Selenium defficiency results in Keshan's disease which produces myocardium necrosis and heart weakening. Currently, new studies show that there may be an association between selenium consumption in our diet and prostate cancer prevention proving once again the importance of this nutrient.

An excess will be toxic because it will surpass the organism's capacity of selenium chelation and, as said before, its free form has high toxicity. As such, we will find selenium in selenocysteines, an aminoacid that is represented by Sec and U. 1


Selenocysteine is not part of the 20 main aminoacids but is considered as the 21st aminoacid. Structurally, selenocysteine is the same as a cysteine but there is a selenium atom in place of sulphur atoms in the cysteine. The proteins in which we find selenocysteines are the selenoproteins. Due to the similarity described, we can find homologues where a selenocysteine has been substituted by a cysteine during evolution, these are cysteine homologues.2 3


As mentioned before, selenoproteins have selenocysteines in their sequence. They are redox enzymes and some studies show that they could have antioxidant, antitumoral and immunologic capacity related to selenium chelation. 4

It is possible to find selenoproteins in 3 domains: bacteria, archaea and most eukaryotes, but not in plants. We can find a lot of diversity in organisms with selenoproteins. For example, orthologues may contain cysteine instead of selenocysteine (cysteine homologues), there are some species which do not present selenoproteins, they can be different and found in different number among different species.5

Selenoprotein synthesis

Generally, selenoprotein synthesis is similar to other protein synthesis. The difference is that they include an additional aminoacid. We will explain this aminoacid synthesis and its incorporation into the protein during translation explanation.

In order to synthesize selenocysteine we can only use selenium in its selenophosphate form because it is the only one we can incorporate. We can obtain it from the dietary selenium thanks to Selenophosphate Synthetase (SPS2).

The responsible structure for introducing selenocysteine into the protein sequence is selenocysteinil-tRNA. The synthesis of selenocysteinil-tRNA is as follows:

The enzyme Seryl-tRNA synthetase binds serine to the tRNA which will be the precursor for selenocysteine. Then, phosphoseryl-tRNA kinasa (Pstk) will phosphorilate the serine in tRNA and, finally, selenocysteine synthase (SLA/LP) incorporates the selenophosphate to the aminoacid. Eventually, this form will lead to the formation of selenocysteinil-tRNA.6

Once we have synthesized selenocysteinil-tRNA we have to incorporate it in the protein during its translation.

The codon assigned to selenocysteine is UGA which usually is a stop codon. The translational machinery should stop when it detects that codon, however, in selenoprotein codifying sequences, the translational machinery does not interpret some of the codons UGA as an STOP, so introduces a selenocysteine and continues until the next STOP codon.7 8

In eukaryotes, the responsible structure for this different interpretation is SECIS (Selenocysteine Insertion Sequence) which is an RNA loop located in the 3'-UTR extreme. The translational machinery introduces a selenocysteine in UGA codons when there's a SECIS element due to two proteins:

The protein SBP2 (SECIS Binding Protein 2) which is linked to the three-dimensional structure of SECIS, when SBP2 is attached to SECIS, eEFsec binds to the translational machinery and recruits Selenocysteinil-tRNA. The incorportaion of Sec and the function of eEFsec as elongation factor enables the translation to continue instead of stopping it. 6 7 9

Gavialis gangeticus

Gavialis gangeticus also known as gavial is a native crocodilian of the northern part of the Indian subcontinent. The global population is estimated in 235 individuals so, it is a critically endangered species.

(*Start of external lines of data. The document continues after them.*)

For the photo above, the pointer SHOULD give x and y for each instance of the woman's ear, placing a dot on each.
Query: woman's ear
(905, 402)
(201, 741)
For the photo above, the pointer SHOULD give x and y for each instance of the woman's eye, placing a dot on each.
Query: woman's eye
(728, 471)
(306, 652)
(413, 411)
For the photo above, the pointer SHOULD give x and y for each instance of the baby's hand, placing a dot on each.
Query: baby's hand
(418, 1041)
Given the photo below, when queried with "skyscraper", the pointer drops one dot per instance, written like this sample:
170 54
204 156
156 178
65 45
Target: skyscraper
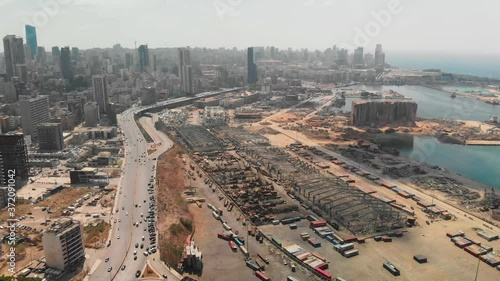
65 63
31 39
129 60
50 137
13 156
14 53
342 55
379 58
56 52
63 244
41 56
251 67
91 112
33 112
75 52
100 91
185 71
358 59
143 57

It is one of the longest crocodilians measuring up to 6,25 m and, with 110 sharp interdigitated teeth in its long and thin snout, it is very adapted to catching fish.

Gavials once inhabited all the major river systems of the Indian Subcontinent but, nowadays, they only inhabit 2% of their former range.10

Domain: Eukarya

Kingom: Animalia

Philum: Chordata

Class: Reptilia

Order: Crocodilia

Family: Gavialidae

Genus: Gavialis

Species: G. gangeticus

Choose reference genome

The phylogenetically closest genomes for which we have selenoprotein notations in SelenoDB are birds. More specifically, we have used Gallus gallus genome because we consider that it will be the best studied due to its role as a model animal.11 In addition, we used the human genome as reference because is the best characterized genome.